Marketplaces in the Kumarikata village of Assam’s Baksa district which borders Bhutan mill with customers ahead of Magh Bihu — a harvest festival celebrated in these parts. On Sundays, one can find an array of exotic delicacies in the local market, especially smoked and barbecued rat meat.
The meat of the rodent fetches between Rs 150 and 200 a kilogram, while the smoked variant is priced at Rs 220 in markets in Kumarikata, Nayabasti, Dumuni and Musalpur.
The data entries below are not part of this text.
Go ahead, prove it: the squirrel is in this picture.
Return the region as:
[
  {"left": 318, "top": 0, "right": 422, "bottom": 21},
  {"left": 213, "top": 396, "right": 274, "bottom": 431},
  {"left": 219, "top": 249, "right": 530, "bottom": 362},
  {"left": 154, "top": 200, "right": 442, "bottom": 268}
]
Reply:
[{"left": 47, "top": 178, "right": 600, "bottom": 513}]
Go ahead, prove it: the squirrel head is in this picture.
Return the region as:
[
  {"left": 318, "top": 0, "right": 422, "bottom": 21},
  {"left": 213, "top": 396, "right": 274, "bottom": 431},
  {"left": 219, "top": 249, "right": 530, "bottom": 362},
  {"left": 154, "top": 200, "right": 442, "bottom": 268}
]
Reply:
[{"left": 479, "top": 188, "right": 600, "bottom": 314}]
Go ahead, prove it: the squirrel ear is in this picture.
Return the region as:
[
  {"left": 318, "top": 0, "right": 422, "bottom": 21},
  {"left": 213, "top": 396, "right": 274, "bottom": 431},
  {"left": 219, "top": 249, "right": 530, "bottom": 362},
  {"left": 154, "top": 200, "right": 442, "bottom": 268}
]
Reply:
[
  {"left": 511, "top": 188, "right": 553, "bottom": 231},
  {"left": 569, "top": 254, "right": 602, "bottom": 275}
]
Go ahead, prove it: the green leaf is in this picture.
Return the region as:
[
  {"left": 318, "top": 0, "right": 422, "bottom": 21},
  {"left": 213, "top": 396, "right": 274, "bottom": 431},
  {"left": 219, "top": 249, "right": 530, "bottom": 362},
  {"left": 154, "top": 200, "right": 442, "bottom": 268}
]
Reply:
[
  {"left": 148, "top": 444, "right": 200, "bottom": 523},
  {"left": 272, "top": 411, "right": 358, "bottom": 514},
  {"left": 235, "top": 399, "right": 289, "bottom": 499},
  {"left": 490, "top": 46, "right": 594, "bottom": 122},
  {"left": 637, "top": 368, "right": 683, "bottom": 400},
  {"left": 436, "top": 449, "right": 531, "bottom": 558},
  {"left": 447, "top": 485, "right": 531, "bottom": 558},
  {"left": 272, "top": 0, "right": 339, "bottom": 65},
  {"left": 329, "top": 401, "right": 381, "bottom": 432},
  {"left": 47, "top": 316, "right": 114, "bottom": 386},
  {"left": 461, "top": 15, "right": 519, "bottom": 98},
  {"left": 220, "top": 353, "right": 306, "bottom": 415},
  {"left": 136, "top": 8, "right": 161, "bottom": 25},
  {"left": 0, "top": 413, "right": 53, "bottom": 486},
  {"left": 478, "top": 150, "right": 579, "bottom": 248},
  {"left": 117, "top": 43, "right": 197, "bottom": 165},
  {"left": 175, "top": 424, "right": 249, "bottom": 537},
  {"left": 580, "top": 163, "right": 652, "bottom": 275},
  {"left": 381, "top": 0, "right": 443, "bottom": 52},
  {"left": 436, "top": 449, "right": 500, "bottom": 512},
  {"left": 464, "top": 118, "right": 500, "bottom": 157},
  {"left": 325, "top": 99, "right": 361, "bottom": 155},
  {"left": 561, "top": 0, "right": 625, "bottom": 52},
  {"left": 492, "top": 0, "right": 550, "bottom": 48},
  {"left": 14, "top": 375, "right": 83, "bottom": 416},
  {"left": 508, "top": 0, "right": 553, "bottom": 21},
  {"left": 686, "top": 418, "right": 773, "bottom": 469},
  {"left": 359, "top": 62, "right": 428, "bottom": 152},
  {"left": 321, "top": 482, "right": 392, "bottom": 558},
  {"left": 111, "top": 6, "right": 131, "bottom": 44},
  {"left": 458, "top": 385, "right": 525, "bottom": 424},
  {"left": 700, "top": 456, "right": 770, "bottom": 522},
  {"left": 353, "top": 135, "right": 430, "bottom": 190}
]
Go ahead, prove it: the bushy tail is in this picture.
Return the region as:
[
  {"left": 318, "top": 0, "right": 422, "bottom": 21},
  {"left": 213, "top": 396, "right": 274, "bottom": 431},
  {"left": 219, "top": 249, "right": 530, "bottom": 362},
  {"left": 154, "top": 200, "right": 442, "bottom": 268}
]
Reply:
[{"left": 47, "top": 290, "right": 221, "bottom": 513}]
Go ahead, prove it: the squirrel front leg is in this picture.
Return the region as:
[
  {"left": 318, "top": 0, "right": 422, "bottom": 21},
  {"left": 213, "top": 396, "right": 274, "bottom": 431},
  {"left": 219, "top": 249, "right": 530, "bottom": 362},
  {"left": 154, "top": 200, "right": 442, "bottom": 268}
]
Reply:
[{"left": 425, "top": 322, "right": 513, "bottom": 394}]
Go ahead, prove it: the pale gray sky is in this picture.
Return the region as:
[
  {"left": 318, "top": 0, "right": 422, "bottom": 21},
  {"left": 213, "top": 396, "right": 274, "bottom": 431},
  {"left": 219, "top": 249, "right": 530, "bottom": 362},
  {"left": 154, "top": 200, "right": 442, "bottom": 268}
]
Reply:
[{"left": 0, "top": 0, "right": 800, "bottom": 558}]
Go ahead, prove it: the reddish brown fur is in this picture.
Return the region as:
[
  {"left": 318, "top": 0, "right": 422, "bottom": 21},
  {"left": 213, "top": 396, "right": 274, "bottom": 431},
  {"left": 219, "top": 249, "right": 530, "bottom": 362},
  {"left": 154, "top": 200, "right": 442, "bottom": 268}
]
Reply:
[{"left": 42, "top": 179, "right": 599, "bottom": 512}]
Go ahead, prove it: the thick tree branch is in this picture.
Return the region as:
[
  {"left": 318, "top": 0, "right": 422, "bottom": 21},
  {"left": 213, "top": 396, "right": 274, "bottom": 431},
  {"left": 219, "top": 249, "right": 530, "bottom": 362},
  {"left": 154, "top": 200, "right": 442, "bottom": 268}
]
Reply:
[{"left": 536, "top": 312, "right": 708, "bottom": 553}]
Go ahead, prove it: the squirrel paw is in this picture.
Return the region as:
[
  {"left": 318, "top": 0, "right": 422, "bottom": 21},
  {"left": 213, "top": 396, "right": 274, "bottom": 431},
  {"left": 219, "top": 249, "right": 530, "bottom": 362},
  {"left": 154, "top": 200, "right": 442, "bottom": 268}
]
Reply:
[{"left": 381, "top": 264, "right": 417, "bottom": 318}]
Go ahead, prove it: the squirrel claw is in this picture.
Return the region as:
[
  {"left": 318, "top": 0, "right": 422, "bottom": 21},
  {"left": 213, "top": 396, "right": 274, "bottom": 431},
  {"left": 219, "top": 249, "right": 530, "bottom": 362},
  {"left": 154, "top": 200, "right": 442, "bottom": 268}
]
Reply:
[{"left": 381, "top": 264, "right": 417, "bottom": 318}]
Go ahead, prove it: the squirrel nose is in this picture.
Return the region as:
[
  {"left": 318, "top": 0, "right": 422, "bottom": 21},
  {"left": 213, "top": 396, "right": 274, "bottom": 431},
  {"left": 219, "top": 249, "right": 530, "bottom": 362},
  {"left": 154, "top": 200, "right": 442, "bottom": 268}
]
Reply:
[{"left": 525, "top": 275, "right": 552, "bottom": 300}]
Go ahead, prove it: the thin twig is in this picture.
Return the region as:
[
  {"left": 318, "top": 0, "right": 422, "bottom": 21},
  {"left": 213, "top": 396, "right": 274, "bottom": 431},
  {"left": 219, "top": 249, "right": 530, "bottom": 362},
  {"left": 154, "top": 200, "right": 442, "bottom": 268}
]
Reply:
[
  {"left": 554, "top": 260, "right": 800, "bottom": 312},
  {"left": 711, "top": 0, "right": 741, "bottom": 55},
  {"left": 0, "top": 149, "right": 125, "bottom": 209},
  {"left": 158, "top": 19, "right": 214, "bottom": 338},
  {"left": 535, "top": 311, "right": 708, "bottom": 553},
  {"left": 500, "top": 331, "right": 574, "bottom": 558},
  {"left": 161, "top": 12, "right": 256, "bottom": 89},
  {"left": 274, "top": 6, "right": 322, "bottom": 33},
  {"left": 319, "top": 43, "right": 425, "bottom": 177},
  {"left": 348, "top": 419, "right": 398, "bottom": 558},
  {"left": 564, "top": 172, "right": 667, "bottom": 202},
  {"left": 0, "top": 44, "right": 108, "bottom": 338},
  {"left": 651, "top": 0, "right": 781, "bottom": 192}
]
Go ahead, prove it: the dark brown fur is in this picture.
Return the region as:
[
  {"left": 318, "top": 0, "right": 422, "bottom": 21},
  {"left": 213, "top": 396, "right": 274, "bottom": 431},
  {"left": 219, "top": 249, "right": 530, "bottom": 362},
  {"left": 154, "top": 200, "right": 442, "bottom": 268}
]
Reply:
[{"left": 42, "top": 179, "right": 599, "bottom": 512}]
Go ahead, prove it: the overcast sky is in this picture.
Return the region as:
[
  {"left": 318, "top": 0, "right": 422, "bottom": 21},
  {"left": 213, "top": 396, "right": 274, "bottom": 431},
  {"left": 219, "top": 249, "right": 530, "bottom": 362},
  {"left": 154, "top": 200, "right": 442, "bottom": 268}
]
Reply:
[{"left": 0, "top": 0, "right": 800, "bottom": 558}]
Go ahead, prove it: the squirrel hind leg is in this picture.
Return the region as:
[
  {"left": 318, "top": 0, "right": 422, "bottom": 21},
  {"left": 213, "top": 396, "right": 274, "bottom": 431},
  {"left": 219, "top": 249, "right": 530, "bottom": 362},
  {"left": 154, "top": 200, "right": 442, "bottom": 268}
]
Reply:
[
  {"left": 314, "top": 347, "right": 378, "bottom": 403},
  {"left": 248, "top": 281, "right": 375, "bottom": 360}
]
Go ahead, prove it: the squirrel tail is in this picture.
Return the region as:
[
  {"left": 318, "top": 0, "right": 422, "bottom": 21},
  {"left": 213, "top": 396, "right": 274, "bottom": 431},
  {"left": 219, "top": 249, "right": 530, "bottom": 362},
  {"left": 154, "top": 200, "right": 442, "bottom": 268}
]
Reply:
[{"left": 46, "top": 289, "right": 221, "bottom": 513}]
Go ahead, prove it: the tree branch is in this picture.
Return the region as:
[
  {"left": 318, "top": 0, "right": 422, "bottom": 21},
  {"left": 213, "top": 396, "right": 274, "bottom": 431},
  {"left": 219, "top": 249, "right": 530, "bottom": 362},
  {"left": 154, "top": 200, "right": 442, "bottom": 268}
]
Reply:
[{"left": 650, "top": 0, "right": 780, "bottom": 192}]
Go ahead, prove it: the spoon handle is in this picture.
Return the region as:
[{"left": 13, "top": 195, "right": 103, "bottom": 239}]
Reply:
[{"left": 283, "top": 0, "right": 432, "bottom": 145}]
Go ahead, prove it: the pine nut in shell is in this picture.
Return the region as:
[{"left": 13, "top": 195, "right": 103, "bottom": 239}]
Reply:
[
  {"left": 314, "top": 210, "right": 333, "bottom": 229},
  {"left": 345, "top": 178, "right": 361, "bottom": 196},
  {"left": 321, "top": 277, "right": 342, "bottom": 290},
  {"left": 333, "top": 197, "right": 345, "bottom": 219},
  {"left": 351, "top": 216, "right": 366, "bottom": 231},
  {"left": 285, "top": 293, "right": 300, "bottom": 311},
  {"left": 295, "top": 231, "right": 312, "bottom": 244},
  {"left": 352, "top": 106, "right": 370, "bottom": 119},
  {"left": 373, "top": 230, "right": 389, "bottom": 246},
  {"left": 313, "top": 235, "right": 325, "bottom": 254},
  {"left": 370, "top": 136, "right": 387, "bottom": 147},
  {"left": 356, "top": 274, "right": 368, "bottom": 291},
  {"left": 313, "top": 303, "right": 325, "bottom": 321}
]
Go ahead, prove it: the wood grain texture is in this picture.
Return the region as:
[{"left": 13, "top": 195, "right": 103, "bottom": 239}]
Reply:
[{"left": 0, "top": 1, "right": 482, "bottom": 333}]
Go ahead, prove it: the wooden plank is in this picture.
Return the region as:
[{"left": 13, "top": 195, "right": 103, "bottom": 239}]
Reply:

Exceeding the popularity of chicken or pork, rat meat is enjoyed in various preparations such as a spicy gravy or just nicely browned during winter in this part of the state.
Justin, a local trader said, “We are Santhals, for us, rat meat is commonplace but the locals are very fond of it and come searching on Sundays.” He explained that the rats are caught in paddy fields of the Barpeta and Nalbari districts. “I sell 10 to 20 kilograms of meat on a good Sunday,” he added.
In a time when the entire world’s imagination is occupied by pestilence, Mubina Akhtar, a wildlife conservation activist, has some concerns over the sale of rat meat in these markets. “Although rodents are not protected under the Wildlife Protection Act, rats are nonetheless an important part of wildlife. Besides, you never know which protected animals are being sold in the name of rat meat,” she said. “We are already experiencing what happened at a wet market in Wuhan. Now bird flu is spreading. Rats could be consuming bird droppings and spreading the infection. This should not be allowed under the nose of forest officials,” she added.
For traders, however, it is a lucrative business in a time when jobs are scarce. Making a case for the business, another trader said, “Magh Bihu is a feasting time. People come searching for rat meat from far off places. It has medicinal qualities and is used for treating diabetes. Moreover, farmers hunt down these rats weighing over a kilo each during the harvest season to prevent their crops from being damaged.”
“The pandemic has dried up our jobs. These days it is difficult to engage as daily wage labourers. We can somehow manage to run our houses by selling rat meat,” he added.
Although rich in protein, rats are vectors for various diseases. If not cooked well, their meat can be a potential carrier. The spread of bird flu and Covid-19 have also raised concerns over the sale of rat meat in the state.